I stopped buying books a little while ago—it'll be years before I finish the ones I have—but I couldn't resist
The Oscar Wilde File, a collection of press clippings from the Wilde trial. Here's a satirical dialogue from the front page of
Le Figaro (translated):
"My dear fellow, you can say what you like, I may be tired of this affair as an impresario, but as an Englishman I am proud of it."
"In that capacity I, too, am proud of it."
"If I had gone on presenting Oscar Wilde's play, there would not have been a single spectator in my theatre—and all the theatres are in the same situation. That's what I find so wonderful about this country of ours."
"It is the only country in which even scandals serve to highlight public morality. Oscar Wilde is not only finished as a gentleman but also as a playwright."
"In France, if such a thing had happened to a dramatist, it would have given his play enormous publicity."
The only American article excerpted is from
The New York Times; below are three of ten paragraphs. Can you spot which crass American obsession is on display?:
Oscar Wilde was born in Dublin about forty years ago. His father was a skilled surgeon-dentist, frequently called upon by the Queen for professional services. But somehow or other he never seemed to accumulate any money. He was a man of letters, a skilled statistician, and a man whose experiments in denitistry are still an authority in his profession; but he seemed to lack thrift. Oscar Wilde was the first one in the family to develop it, and the success he has achieved as a playwright and man of letters is mainly due to the devotion of his mother. She deprived herself of necessities in order that he might be liberally educated.

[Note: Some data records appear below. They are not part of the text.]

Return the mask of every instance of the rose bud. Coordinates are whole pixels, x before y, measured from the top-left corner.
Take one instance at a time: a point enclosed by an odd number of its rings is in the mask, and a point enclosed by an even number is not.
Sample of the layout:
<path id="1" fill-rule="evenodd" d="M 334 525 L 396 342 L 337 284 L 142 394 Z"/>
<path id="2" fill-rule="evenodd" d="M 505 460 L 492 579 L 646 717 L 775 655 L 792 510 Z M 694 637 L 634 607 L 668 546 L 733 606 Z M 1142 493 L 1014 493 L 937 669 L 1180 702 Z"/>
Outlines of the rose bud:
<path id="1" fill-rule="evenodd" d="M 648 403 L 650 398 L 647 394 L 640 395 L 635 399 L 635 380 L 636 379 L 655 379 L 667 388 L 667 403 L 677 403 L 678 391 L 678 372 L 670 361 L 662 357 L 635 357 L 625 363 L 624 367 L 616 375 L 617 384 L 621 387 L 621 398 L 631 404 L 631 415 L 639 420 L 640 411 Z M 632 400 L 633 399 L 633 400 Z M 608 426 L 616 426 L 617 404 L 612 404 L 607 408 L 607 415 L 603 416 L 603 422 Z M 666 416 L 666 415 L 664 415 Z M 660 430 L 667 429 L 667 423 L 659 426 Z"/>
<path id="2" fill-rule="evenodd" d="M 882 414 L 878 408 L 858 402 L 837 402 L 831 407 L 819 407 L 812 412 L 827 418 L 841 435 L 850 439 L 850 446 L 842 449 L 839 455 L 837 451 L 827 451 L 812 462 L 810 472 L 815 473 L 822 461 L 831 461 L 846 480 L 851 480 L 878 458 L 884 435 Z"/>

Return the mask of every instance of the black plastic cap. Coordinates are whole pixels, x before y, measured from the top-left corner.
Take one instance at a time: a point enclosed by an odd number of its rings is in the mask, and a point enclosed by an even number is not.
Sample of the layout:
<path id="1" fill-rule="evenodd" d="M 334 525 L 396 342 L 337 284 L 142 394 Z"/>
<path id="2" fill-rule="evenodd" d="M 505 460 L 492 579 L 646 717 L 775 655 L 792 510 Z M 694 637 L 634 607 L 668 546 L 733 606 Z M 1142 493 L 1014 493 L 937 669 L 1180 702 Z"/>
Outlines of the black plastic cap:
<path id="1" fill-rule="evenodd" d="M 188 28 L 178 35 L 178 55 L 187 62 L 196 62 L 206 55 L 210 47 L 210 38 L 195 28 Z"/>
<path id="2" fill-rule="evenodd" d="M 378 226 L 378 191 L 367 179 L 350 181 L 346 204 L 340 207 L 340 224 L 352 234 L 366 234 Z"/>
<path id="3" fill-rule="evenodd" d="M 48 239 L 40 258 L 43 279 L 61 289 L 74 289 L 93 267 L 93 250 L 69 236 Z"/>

In a primitive school at Enniskellen, Ireland, Oscar Wilde was sent to get the rudiments of an education. He soon outgrew the school, and was sent to Trinity College, Dublin. Here, again, he distinguished himself with such marked success that he was sent to Oxford. He won prize after prize. This was ten years before he came to America as the apostle of a new "cult," and attained the celebrity that brought in the almighty dollar. Whatever personal humiliation the caricature in "Patience" involved, it put money in Oscar Wilde's pocket, and placed the entire family in a position of personal independence that it had never known before.
. . . Oscar Wilde never hesitated to say it was his American "experience" and the plump bank account that he was abe to take home after delivering more than 200 lectures here that taught him that it "paid" to be a crank with a "fad" that people were interested in, as he said once at a public dinner. With all his peculiarities, he was a shrewd business man, with a sharp eye to pecuniary results. He made money much faster than he expected, and it is only just to say that he was quite unselfish in sharing his prosperity with other members of his family who had not been so fortunate.
Of course the American newspaper would be preoccupied with his finances. For the record, the idea that Wilde was a "shrewd business man" is ridiculous.